Date Published

May 21, 2020

Updated For

ALS PCS Version ALS PCS Version 5.2


I was just reviewing a 2012 webinar regarding DNR confirmation forms. It was said that a DNR confirmation form is a contraindication for transcutaneous pacing but not for synchronized cardioversion. Is this the case? And if so then why? Also, what about the administration of other ALS drugs such as Atropine, Dopamine, and Adenosine?


Cardioversion, specifically, is NOT listed as a contraindication under Point 1 of the DNR Form whereas Defibrillation and Transcutaneous Pacing (TCP) both ARE listed.
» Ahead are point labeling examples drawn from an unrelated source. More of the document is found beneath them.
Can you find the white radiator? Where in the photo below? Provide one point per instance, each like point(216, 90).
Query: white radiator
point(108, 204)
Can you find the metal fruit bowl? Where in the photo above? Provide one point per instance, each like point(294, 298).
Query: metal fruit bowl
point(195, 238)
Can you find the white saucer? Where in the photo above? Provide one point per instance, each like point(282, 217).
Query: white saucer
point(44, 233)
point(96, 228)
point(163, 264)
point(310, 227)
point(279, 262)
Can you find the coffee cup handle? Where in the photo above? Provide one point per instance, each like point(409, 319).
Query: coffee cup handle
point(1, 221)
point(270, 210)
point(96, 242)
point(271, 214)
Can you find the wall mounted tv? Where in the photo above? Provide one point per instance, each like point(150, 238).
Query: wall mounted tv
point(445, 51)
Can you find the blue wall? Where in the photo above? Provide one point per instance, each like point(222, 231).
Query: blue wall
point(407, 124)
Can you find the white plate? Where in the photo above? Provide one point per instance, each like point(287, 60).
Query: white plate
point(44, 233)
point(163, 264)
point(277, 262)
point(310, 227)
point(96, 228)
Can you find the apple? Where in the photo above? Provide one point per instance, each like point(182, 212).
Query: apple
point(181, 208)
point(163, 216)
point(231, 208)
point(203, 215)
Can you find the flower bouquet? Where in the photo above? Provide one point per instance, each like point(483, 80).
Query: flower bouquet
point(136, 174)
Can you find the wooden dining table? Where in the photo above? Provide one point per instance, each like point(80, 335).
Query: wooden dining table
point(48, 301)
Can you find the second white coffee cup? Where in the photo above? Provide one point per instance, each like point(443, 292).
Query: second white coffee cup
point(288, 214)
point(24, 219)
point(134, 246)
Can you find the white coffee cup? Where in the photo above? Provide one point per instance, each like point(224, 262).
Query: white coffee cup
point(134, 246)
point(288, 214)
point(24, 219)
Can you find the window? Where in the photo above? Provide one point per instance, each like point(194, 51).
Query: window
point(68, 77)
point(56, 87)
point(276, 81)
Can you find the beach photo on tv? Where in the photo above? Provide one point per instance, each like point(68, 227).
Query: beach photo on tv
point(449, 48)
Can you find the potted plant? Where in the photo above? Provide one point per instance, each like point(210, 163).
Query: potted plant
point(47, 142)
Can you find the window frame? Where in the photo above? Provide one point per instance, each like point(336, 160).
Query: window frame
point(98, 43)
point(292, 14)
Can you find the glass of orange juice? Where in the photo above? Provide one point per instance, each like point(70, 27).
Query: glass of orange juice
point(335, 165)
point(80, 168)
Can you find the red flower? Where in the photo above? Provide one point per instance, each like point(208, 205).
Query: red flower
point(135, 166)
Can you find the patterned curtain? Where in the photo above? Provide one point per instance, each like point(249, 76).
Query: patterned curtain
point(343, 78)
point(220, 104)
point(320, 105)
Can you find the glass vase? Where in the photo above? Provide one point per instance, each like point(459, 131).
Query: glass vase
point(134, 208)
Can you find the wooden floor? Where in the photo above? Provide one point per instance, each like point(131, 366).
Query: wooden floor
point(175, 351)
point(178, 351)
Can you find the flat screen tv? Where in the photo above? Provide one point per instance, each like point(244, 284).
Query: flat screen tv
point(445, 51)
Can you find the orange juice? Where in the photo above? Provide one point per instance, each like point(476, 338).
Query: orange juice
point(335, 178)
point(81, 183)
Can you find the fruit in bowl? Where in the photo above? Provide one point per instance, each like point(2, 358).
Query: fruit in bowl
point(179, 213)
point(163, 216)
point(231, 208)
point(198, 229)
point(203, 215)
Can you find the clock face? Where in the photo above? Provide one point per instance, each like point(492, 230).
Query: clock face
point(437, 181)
These contraindications are treatments that the patient/Substitute Decision Maker (SDM) has decided upon as interventions that are not within the patients wishes.

Please note that if you are considering the use of cardioversion in a symptomatic patient "going-in-and-out-of-consciousness" as the Webinar details, you would have to review the case with the BHP as it carries a Mandatory Provincial Patch Point. The order may or may not be granted depending on patient, transport and situational factors. As Dr. Bradford points out in the webinar, "if the patient is suffering (from the condition), that could be a phone call to a physician to see (whether or not this intervention would be appropriate)".
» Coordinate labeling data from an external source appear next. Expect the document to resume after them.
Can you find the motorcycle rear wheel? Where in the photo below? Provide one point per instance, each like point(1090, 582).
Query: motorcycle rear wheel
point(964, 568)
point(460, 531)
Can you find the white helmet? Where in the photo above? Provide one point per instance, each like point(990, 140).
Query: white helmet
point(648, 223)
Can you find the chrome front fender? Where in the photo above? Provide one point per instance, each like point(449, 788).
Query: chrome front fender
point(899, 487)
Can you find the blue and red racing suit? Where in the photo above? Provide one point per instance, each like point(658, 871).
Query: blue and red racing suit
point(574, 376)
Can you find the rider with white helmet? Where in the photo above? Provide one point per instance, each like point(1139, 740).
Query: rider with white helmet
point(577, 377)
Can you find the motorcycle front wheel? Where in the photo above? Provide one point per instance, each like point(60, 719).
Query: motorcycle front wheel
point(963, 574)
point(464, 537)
Regarding Atropine, Dopamine, and Adenosine, these drugs are listed under Point 1 for the DNR Form as interventions that are considered resuscitation (and therefore contraindicated): "Advanced resuscitation drugs including, but not limited to, vasopressors, antiarrhythmic agents and opioid antagonists". Both Atropine and Adenosine are antiarrhythmic drugs. Dopamine is a vasopressor. Therefore, none of these 3 agents should be used in those patients with signed DNRs en route to hospital.

Note that this form is intentionally black-and-white to help prevent confusion and guide management for resuscitation for firefighters and paramedics. Once the patient arrives to the hospital, when there is time to go over more robust goals of care for the patient, vasopressors, antiarrhythmics and even TCP may be considered and utilized in a case-by-case basis. So, if you see plans change in-hospital, do not be alarmed.